- Howard Law
Bell’s Alt TV has one Foot in broadcasting, the other in the Internet
Bell pulled the curtain back on its new Alt TV service last week. As advertised, it’s a cheaper version of its “Fibe TV” broadcast product. It’s aimed at the cord-cutting, cord-shaving and cord-nevering customers that cable TV is increasingly losing or not winning.
But despite Bell CEO George Cope’s previous signalling, Alt TV is not an unregulated Internet streaming service like Netflix or Bell’s own Crave TV.
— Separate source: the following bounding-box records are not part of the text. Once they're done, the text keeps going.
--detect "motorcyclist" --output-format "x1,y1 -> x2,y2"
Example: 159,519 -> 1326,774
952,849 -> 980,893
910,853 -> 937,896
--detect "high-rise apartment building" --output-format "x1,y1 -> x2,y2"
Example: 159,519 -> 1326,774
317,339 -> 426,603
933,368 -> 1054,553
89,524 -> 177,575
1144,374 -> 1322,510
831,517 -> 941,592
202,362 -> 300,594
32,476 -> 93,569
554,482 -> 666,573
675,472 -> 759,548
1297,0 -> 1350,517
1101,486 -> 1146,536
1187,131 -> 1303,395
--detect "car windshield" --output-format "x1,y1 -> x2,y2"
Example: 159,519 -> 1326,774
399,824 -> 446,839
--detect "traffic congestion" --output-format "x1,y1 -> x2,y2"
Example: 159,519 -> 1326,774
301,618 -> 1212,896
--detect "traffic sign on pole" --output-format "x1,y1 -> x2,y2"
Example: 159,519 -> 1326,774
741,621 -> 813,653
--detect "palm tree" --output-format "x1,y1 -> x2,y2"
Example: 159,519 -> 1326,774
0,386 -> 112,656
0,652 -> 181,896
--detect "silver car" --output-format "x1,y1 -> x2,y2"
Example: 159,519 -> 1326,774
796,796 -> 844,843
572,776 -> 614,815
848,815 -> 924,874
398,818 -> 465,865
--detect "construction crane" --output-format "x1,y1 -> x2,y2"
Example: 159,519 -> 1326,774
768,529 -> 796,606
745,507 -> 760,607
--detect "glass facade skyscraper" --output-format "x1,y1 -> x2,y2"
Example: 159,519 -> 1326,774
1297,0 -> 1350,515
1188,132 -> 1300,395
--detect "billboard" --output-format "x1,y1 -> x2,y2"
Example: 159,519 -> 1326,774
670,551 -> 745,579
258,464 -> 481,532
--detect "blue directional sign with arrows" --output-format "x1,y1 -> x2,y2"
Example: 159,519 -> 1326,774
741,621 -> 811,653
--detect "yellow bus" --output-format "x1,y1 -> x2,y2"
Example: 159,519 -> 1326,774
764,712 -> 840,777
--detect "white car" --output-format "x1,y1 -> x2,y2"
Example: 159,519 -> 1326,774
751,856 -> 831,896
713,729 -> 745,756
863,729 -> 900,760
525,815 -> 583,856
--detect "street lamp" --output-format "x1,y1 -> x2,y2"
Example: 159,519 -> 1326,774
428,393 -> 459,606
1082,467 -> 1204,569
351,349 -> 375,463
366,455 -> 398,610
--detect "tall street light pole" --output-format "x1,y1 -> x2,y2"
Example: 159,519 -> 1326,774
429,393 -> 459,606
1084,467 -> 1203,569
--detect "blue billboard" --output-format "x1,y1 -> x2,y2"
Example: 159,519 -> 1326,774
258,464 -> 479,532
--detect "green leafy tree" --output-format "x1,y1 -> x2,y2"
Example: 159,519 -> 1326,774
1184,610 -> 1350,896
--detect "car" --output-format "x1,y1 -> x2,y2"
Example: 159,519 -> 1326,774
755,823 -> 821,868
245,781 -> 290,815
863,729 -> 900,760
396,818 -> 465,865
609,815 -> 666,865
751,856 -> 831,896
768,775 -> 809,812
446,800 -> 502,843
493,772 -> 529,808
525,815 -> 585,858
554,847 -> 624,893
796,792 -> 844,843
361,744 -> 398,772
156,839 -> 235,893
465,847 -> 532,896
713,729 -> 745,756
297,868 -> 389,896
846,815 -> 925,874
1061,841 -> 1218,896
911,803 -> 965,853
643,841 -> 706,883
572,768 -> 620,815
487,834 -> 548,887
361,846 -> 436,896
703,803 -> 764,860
Foretold as Bell’s aggressive (and perhaps self-cannibalizing) move from the CRTC-regulated world of cable TV, to the unregulated world of “over the top” Internet streaming, Alt TV turns out to be a regulated television service after all.
Alt TV will find its way into households on Bell’s Internet-Protocol TV (IPTV) fiber distribution system, the same system that already delivers media-laden data bytes for Fibe TV. Alt-TV uses a self-installed video streaming device, not a PVR, and it can’t record programs.
And Alt TV is a little cheaper than its big sister Fibe TV.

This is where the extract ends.